Ensure the Plant Has Plenty of Sunlight
Lilacs need at least 6 hours of sunshine a day, so make sure your plant is in an ideal place to get this much sunlight.
If your lilacs are constantly in the shade, you’ll need to move the plant for it to flower successfully. If you do transplant your lilacs, you may not see flowering in the immediate growing season afterward. Don’t be discouraged; it may take some time for the plant to adjust.
Use a Fertilizer That Is Low in Nitrogen
Fertilizing lilacs can help them grow, but too much nitrogen makes lilac plants focus more on the plant’s green foliage than on the blooms. If you notice that your plant seems to be especially leafy and green but isn’t flowering, this is most likely the culprit. So, you’ll need to use low-nitrogen fertilizer.

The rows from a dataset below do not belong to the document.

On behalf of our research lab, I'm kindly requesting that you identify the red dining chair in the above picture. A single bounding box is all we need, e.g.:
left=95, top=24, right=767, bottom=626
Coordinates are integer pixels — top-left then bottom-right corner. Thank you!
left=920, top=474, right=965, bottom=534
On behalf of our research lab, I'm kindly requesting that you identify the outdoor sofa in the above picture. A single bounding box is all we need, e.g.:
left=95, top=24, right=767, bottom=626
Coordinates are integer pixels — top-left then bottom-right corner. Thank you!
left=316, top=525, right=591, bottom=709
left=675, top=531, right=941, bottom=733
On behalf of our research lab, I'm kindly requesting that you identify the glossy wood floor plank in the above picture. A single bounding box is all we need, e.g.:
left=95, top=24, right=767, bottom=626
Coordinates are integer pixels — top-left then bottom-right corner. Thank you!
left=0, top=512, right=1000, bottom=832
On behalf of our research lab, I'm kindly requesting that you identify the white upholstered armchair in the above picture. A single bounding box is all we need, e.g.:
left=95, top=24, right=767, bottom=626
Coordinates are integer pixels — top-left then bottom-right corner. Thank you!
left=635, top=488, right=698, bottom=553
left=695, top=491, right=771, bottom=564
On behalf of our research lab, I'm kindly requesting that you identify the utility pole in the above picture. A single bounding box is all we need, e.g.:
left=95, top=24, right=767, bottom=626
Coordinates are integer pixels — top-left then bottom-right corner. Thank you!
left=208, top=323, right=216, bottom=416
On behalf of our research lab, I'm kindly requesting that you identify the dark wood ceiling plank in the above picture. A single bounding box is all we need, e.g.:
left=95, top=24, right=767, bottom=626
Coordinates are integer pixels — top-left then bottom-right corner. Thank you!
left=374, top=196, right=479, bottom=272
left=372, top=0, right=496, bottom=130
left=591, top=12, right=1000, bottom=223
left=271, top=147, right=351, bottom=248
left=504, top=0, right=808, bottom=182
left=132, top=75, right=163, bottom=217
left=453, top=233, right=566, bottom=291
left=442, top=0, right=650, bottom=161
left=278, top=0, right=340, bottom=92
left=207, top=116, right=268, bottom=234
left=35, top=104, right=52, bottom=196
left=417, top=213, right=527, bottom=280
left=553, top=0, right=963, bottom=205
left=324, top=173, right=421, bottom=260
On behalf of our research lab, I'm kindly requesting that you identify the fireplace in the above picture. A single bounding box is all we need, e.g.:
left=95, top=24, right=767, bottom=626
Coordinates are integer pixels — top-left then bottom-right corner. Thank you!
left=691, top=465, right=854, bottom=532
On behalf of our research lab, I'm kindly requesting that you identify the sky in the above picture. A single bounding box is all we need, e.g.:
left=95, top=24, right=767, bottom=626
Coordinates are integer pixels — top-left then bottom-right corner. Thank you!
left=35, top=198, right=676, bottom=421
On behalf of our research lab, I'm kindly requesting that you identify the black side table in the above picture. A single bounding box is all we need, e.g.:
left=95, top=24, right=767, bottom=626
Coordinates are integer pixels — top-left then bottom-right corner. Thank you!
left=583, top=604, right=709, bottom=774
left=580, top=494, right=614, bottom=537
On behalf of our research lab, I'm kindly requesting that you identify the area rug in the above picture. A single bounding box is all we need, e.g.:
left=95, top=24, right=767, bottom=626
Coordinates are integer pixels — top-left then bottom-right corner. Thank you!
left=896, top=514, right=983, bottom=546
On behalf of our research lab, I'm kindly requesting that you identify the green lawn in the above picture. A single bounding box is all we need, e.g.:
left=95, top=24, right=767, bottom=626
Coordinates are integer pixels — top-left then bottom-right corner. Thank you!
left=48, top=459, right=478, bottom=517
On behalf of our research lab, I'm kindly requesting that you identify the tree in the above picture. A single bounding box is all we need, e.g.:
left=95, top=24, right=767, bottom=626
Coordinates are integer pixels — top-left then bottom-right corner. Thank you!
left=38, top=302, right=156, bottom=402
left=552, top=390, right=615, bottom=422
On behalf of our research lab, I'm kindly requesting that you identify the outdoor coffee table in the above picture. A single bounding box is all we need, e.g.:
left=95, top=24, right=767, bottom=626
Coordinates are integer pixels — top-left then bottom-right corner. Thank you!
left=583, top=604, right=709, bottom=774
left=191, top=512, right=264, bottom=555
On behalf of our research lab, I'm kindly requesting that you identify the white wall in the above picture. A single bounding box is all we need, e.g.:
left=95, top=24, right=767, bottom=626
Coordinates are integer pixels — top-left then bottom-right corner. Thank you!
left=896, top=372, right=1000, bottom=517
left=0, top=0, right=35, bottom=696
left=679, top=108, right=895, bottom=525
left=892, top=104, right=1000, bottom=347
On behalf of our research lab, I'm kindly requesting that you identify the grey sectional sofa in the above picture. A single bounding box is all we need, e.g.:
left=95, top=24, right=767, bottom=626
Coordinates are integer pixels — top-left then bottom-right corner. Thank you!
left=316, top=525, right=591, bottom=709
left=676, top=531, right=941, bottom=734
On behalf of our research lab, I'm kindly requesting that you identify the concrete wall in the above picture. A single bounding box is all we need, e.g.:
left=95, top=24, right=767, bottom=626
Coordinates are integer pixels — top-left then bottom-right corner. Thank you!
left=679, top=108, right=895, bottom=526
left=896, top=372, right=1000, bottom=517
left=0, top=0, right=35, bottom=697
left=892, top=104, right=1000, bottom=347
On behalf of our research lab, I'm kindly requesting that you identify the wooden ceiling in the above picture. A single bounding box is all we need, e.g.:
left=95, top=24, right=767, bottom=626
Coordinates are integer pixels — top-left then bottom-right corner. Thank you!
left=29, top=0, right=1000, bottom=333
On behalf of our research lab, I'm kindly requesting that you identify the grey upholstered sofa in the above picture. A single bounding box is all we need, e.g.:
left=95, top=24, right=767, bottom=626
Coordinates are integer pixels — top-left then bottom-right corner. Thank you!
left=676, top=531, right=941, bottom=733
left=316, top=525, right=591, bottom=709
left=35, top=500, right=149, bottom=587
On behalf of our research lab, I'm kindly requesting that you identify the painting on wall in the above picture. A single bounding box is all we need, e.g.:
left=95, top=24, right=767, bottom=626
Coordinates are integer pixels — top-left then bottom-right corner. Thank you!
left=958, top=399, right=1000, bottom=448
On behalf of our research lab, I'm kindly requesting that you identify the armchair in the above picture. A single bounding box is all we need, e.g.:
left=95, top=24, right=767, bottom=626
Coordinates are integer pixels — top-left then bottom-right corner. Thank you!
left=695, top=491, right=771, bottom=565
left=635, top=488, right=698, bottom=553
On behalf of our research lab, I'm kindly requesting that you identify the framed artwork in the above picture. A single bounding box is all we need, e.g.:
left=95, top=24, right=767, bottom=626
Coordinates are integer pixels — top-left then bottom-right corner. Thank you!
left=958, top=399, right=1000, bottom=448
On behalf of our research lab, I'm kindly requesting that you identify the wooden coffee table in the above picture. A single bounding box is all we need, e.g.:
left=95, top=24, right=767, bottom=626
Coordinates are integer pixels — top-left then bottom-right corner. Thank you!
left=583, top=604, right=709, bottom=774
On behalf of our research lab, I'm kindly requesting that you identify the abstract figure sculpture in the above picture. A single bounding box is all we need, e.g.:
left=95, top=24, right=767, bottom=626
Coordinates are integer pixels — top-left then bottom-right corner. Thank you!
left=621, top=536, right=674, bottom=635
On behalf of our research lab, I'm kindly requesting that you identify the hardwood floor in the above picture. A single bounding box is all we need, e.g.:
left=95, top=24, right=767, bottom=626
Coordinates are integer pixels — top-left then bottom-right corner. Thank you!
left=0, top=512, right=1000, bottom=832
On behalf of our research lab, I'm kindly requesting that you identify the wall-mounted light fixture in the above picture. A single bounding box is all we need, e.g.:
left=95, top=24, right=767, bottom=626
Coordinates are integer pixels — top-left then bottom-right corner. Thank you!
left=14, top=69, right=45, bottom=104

Check if Your Plant Is Diseased or Infested With Pests
If your plant is sick or being eaten by pests, no part of it will thrive, especially not the blooms.
The following table outlines the various diseases and pests lilacs are susceptible to and the symptoms to look out for:
|Disease or Pest||Symptoms|
|Ascochyta Blight||Wilted stalks, tan spots on foliage|
|Bacterial Blight||Brown leaves, blackened flower buds|
|Shoot Blight||Dead shoots, blackened sprouts|
|Powdery Mildew||Flour-like fungal growth on leaves|
|Witches’ Broom||Distorted leaves, growth of thin twigs|
|Scales||Small, bright colored insects on the plant|
|Borers||Extensive dug galleries|
The best way to help lilacs grow back after being cut is to pay attention to the plant and ensure it’s getting everything it needs to thrive.
Next time you head out with your pruning shears to cut lilacs, don’t feel guilty! The lilacs will grow back, and you’re helping this process by allowing the plant to allocate energy and resources to future growth instead of the dying blooms.
Proper pruning is one of the best ways to get consistent and beautiful lilac blooms year after year.